Acórdão do Supremo Tribunal de Justiça
Processo:
04B1774
Nº Convencional: JSTJ000
Relator: FERREIRA DE ALMEIDA
Descritores: EXECUÇÃO ESPECÍFICA
PROMITENTE-VENDEDOR
CÔNJUGE
CONTRATO-PROMESSA DE COMPRA E VENDA
BEM COMUM
CONSIGNAÇÃO EM DEPÓSITO
DEPÓSITO DO PREÇO
Nº do Documento: SJ200407010017742
Data do Acordão: 07/01/2004
Votação: UNANIMIDADE
Tribunal Recurso: T REL LISBOA
Processo no Tribunal Recurso: 633/03
Data: 10/30/2003
Texto Integral: S
Privacidade: 1
Meio Processual: REVISTA.
Decisão: NEGADA A REVISTA.
Sumário : I. Se não cumprida a promessa, pode o contraente fiel, na falta de convenção em contrário, obter sentença que produza os efeitos da declaração negocial do faltoso, sempre que a isso não se oponha a natureza da obrigação assumida (art. 830º, nº. 1, do C. Civil).
II. Não tendo o cônjuge mulher assinado o contrato promessa, não assumiu ela, nos termos desse preceito, qualquer obrigação a cuja satisfação o tribunal se possa substituir.
III. Não há, nesta sede, que chamar à colação o disposto nos arts. 1682º-A, nº. 1, a), e 1687º, nº. 1, do C. Civil, pois que se trata de um domínio meramente obrigacional que não da oneração ou alienação de um qualquer direito real sobre imóvel.
IV. Ainda que seja válida a promessa feita por um só dos cônjuges isoladamente de acto que requeira a outorga de ambos, a mesma só vincula, em princípio, o cônjuge que se obrigou, que não também o cônjuge não outorgante.
V. Sendo comum o imóvel objecto do contrato prometido (regime de comunhão geral de bens), não se torna possível obter execução específica da promessa de venda desse prédio, se a Ré mulher não se houver vinculado ao cumprimento da promessa nem houver consentido na alienação.
VI. Se ao obrigado for lícito invocar a excepção de não cumprimento, a acção improcede se o requerente não consignar em depósito a sua prestação no prazo que lhe for fixado pelo tribunal - nº. 5 do art. 830º do C. Civil.
VII. Não é aceitável transformar-se a consignação em depósito num pressuposto de apreciação do mérito do pedido de execução específica, uma vez que tal prazo é meramente acessório da pretensão de execução específica.
VIII. O prazo estabelecido pelo juiz de 1ª instância para a consignação em depósito conta-se a partir do trânsito em julgado da decisão final que dê ganho de causa ao autor, o que poderá vir a acontecer apenas nos tribunais superiores.
IX. O pedido de fixação de prazo para a efectivação do depósito pode ser espontaneamente deduzido ou solicitado por qualquer das partes ou determinado "ex-officio" pelo juiz do processo, neste último caso perante a susceptibilidade abstracta da invocação da «exceptio non adimpleti contratus».
X. Mesmo o tribunal de recurso pode tomar a iniciativa de mandar baixar os autos à 1ª instância para feitos de efectivação dessa consignação em depósito.
XI. Se não houver sido invocada pelos RR qualquer "exceptio non adimpleti contratus", não tem cabimento a consignação em depósito.
Decisão Texto Integral: Acordam no Supremo Tribunal de Justiça:

1. Por despacho-saneador sentença de 10-2-02, o Mmo.

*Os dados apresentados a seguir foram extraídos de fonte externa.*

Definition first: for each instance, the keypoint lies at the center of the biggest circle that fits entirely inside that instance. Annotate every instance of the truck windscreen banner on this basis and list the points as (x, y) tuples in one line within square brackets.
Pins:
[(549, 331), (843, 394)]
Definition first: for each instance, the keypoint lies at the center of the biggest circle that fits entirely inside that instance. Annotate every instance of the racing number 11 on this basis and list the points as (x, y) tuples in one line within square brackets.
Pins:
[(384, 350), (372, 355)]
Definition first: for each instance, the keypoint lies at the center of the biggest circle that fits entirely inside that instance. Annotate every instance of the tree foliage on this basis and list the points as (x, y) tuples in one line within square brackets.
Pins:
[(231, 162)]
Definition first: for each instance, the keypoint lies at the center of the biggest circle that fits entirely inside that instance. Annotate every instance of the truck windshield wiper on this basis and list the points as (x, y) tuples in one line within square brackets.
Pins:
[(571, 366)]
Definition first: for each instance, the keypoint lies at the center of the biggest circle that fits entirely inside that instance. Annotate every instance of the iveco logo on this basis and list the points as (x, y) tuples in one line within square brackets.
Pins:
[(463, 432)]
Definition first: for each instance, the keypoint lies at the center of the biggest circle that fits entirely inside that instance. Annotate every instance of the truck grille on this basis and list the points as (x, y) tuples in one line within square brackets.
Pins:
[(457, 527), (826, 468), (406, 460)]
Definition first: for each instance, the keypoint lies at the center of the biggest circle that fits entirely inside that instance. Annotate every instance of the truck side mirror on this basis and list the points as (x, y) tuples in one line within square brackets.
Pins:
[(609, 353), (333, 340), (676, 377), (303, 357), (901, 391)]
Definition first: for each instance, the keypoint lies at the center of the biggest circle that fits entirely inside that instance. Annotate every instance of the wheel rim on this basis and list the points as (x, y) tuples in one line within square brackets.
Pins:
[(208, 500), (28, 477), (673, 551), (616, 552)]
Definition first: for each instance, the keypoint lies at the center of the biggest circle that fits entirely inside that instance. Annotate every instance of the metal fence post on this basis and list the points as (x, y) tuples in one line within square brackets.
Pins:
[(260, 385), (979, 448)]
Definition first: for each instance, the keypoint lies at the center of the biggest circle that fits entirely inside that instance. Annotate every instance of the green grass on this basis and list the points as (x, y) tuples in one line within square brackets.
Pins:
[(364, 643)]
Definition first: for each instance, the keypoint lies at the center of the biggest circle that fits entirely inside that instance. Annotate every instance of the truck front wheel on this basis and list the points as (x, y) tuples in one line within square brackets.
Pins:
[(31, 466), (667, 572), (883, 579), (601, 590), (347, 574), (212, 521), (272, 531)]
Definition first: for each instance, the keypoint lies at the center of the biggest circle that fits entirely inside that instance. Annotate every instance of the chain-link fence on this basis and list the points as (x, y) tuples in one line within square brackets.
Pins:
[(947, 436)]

Juiz da Comarca da Ribeira Grande, julgou improcedente a acção ordinária que por essa comarca foi movida por A contra B e C.
2. Inconformado apelou o A. mas o Tribunal da Relação de Lisboa, por acórdão de 30-10-03, negou provimento ao recurso.

3. De novo inconformado, desta feita com tal aresto, dele veio o A. recorrer de revista para este Supremo Tribunal, em cuja alegação formulou as seguintes conclusões:
1ª- O douto acórdão da Relação de Lisboa ao decidir pela improcedência do pedido de execução específica por falta de consentimento da Ré-mulher à venda pelo Réu-marido prometida, viola o disposto nos arts. 1687º, nº. 1 e nº. 2, 1682º-A, nº. 1, alin. a), do C. Civil;
2ª- Ao decidir pela improcedência do pedido de execução específica por falta de consignação em depósito nos termos do art. 830º, nº. 5 do C. Civil, a decisão recorrida errou notoriamente na interpretação do artigo e em causa, devendo em consonância ser revogada;
3ª- Erra ainda o douto acórdão relativamente à quantia a consignar em depósito, uma vez que a quantia ordenada é muito superior à quantia a consignar nos termos do art. 830º, nº. 5, devendo também aqui ser revogada a decisão;
4ª- Ao decidir como decidiu, o douto acórdão do Tribunal da Relação violou o correcto entendimento dos supra indicados preceitos legais.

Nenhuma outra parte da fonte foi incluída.